I Sent a Deception

August 17, 2020
Deception

I Sent a Deception

In the previous post, you prepared a progress report projecting a six week cost overrun rather than the three months likely. This is so the executive committee will give you the second half money to get you back on track. You push the send button to give the report to your boss, Rhonda, to present to the committee, even though it is a deception.

What happens if you send the deception?

With your boss

It is as if Rhonda has been at her desk waiting because, in less than half an hour, you get, “Just read the report. Excellent. Thanks for the hard work.”

With your team

“Thanks for the work,” you say to Becky. “Rhonda’s really happy.” Becky doesn’t make eye contact. “Sure,” she says before she rushes past. You can just imagine her scuttling to her pal Lionel’s office to spill the beans.

Don’t they know I’m doing it for them? They’d be out on their ears except for me.

You toy with letting them know what you’ve done and why. But can you trust them not to spread it far and wide? If they do, the wrong person might hear and tank the whole thing. You shake your head. You can’t tell them.

Rhonda’s surprise move

A message from Rhonda. “Paul, you’ve done such a good job on the report, I want you to present it. Friday 2:00, 6th floor boardroom.”Something’s wrong. Rhonda had been thrilled that her VP, Trevor, had given her the chance to present this. What’s going on?
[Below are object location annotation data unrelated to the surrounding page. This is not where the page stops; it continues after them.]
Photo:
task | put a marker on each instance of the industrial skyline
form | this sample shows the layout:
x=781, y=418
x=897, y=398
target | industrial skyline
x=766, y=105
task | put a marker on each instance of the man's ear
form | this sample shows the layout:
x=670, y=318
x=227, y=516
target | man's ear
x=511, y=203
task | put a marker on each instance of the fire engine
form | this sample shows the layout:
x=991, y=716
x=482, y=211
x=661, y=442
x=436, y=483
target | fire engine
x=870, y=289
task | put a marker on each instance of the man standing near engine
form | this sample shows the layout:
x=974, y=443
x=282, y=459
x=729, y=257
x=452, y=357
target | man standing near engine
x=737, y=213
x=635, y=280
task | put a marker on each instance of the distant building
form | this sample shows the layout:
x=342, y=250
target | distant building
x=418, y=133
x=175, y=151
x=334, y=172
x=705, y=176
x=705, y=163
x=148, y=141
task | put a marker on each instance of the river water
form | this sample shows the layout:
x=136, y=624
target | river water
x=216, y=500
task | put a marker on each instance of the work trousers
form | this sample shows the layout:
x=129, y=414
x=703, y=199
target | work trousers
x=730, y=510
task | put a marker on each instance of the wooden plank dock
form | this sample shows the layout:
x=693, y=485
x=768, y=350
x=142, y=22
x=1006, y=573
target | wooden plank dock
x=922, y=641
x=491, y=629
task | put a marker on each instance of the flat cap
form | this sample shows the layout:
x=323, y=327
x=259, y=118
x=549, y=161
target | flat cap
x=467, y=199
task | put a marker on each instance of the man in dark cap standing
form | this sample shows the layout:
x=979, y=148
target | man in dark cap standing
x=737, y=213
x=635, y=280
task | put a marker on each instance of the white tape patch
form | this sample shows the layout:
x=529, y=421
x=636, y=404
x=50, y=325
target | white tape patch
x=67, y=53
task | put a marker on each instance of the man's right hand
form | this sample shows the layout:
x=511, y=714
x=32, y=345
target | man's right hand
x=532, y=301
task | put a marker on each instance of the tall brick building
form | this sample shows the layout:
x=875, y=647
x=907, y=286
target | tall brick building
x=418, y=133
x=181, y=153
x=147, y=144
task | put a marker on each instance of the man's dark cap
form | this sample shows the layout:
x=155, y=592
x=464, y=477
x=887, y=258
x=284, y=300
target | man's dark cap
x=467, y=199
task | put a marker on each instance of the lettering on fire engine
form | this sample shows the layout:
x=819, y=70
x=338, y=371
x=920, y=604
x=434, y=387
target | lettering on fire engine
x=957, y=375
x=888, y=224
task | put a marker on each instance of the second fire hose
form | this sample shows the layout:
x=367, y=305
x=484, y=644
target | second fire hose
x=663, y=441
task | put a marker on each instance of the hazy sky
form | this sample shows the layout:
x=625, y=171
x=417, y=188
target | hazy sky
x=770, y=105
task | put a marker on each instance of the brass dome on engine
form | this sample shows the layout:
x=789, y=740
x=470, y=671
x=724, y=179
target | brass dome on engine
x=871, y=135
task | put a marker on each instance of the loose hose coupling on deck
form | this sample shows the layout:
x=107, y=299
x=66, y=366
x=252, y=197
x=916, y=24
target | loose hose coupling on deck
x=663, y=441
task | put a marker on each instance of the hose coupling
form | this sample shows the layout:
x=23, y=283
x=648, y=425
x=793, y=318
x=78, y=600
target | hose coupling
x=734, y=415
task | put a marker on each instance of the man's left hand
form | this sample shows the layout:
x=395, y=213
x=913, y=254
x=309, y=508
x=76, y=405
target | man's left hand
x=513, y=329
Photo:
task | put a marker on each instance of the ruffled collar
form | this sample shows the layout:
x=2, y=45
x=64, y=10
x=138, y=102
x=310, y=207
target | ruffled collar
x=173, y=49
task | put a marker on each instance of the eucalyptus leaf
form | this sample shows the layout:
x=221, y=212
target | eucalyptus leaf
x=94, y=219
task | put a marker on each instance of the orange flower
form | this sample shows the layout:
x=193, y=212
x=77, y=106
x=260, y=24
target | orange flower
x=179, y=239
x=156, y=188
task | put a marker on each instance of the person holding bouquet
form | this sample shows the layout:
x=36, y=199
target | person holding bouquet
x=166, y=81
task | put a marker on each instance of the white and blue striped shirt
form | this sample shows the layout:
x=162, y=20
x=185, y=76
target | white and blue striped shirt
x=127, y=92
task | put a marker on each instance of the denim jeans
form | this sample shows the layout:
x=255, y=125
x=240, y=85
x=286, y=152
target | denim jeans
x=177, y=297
It hits you. Plausible deniability. If anything goes wrong, she’ll throw you under the bus.

You suddenly feel very alone.

Relationships

And you are.

Sending the report has several unfortunate consequences. First, even if Becky figures out why you did it, in that funny way people have, even a good-cause deception makes you less trustworthy. So, you’ve probably damaged your credibility with your staff.

Even more importantly, you’ve lied. If the committee finds out, it’s firing for sure. But even if they don’t and release the second half money, you still lied.

It’s a good deception

Well, it is. You can recoup lost time and save jobs. In addition, you responded correctly to your boss’ implicit message to ‘fix’ things. You’ve come through in a crunch. A good team player and probably even promotable.

Not only is it a good one, it’s a small one. Just a projection which, when all’s said and done, is a guess about the future. You just guessed on the low end rather than the high. Given the potential downside, perhaps it was worthwhile.

A little niggle

I worry whether and to what extent this lie, even given all the good reasons, creates a path so that the road to the next is smoother. If the present con is okay, how can the next be bad, if the situation is comparable? I worry that at some point the path gets so easy that you forget to pay attention. Then saying what’s expedient rather than true is as easy as falling off the proverbial log.

As with all undercurrents, it’s not whether one particular action is right or wrong. It’s whether you make the decision consciously and whether it’s adding to a pile that is getting too high.